Les 8: H. Rita

Gepubliceerd op 15 september 2025 om 06:17



Nou dacht ik dat ik met vlieglessen en harpspelen het ergste wel achter de rug had, maar neen: volgens Olivia had mijn ziel nog een extra groeischeut nodig. En dus sleepte ze me mee naar een sessie met de Heilige Rita, de patrones van de hopeloze gevallen, die in de hemel bekendstaat als de goddelijke helpdesk voor alles wat vastzit: gebroken huwelijken, verloren sleutels, versleten illusies. En, volgens Olivia toch, perfekt geschikt om Mr willy op het goede spoor te brengen. 

Zij sleepte me binnen alsof ik een achtergelaten boodschappentas was. “Hier, Rita, succes. Dossier: cynisch, weerbarstig, allergisch voor alles dat naar troost ruikt.”
Rita glimlachte zo breed dat ik dacht dat ze tandpasta sponsorde. “Welkom, mijn kind, dit wordt je laatste groei.”
Ik kreeg acuut uitslag. “Laatste groei? Mijn PSA groeit al genoeg, mevrouw. Nog wat meer en ik kan er een moestuin mee bemesten.”

Maar Rita liet zich niet afschrikken. Ze probeerde een oefening: “Stel je voor, Willy, dat je een bloem bent die langzaam openbloeit in de zon van de Eeuwigheid.”
Ik zuchtte. “Mevrouw, als ik een bloem ben, dan hoogstens een distel. Stekelig, onverwoestbaar, en gegarandeerd ongeschikt voor bruidsboeketten.”

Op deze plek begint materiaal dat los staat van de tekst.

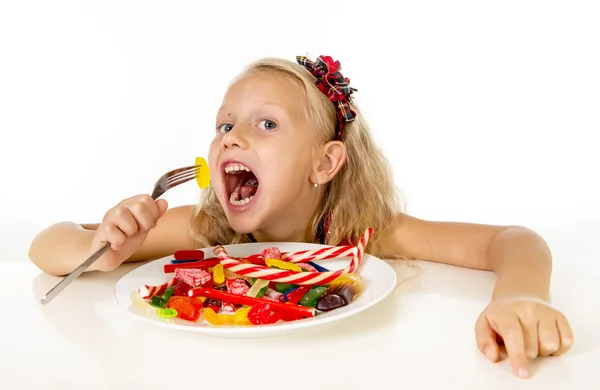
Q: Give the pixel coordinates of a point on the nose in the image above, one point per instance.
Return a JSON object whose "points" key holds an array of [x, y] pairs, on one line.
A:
{"points": [[235, 137]]}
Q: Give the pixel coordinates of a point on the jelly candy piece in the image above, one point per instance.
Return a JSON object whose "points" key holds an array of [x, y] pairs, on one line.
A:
{"points": [[181, 289], [203, 178], [237, 286], [270, 262], [307, 267], [185, 309], [217, 319], [294, 295], [271, 253], [218, 274], [318, 267], [272, 295], [348, 286], [262, 291], [227, 307], [258, 285], [158, 301], [214, 304], [241, 316], [260, 314], [283, 287], [192, 276], [311, 297], [329, 302]]}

Toen probeerde ze nog een metaforische knuffel: “Voel je gedragen, voel je omhuld, voel je geliefd.”
Ik antwoordde: “Ik voel vooral mijn aambeien. Zijn die ook spiritueel te behandelen?”

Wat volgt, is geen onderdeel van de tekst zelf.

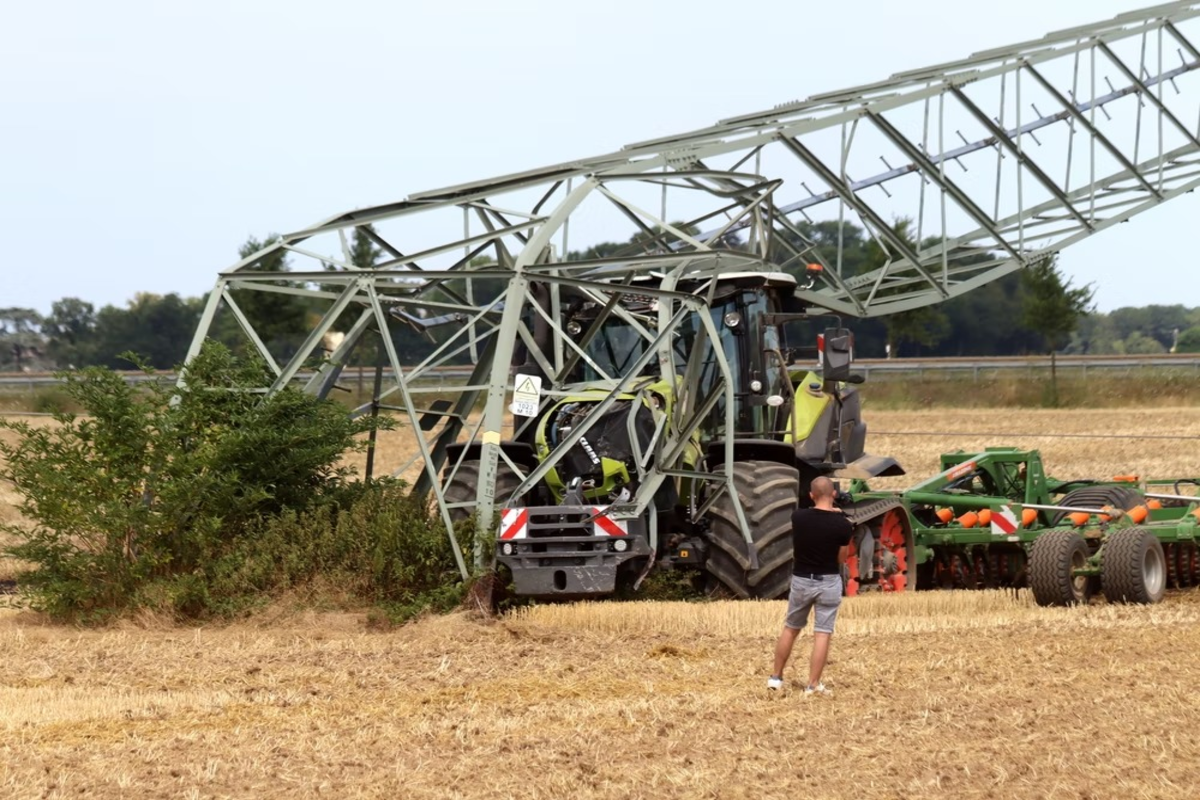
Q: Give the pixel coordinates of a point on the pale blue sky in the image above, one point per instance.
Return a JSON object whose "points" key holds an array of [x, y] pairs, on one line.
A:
{"points": [[144, 140]]}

Ze fronste, maar zette door. “Visualiseer een rustig meer, en jij bent het water. Stil, helder, zonder rimpels.”
“Dan krijg ik gegarandeerd eendenkak op mij,” zei ik.

Rita sloeg haar ogen even neer, maar hervatte dapper: “Voel de warmte van het goddelijke licht dat je hart verwarmt.”
“Sorry,” onderbrak ik, “maar ik denk dat dat gewoon mijn opvliegers zijn van de hormoontherapie.”

En toen ging het mis. Ze zwaaide wat te enthousiast met haar rozenkrans, het kruisje schoot los en nestelde zich vast in haar kapsel. Daar hing het, als een heilige haarspeld. Ze probeerde het los te wrikken, maar hoe meer ze trok, hoe dieper het zich vastzette.
Olivia moest zich bukken om haar lach te verbergen. Ik niet. Ik proestte luid. “Ziet u wel? Zelfs uw kruis zoekt een uitweg.” Ik kon niet anders dan grinniken: de patrones van hopeloze zaken was zelf een hopeloze zaak geworden.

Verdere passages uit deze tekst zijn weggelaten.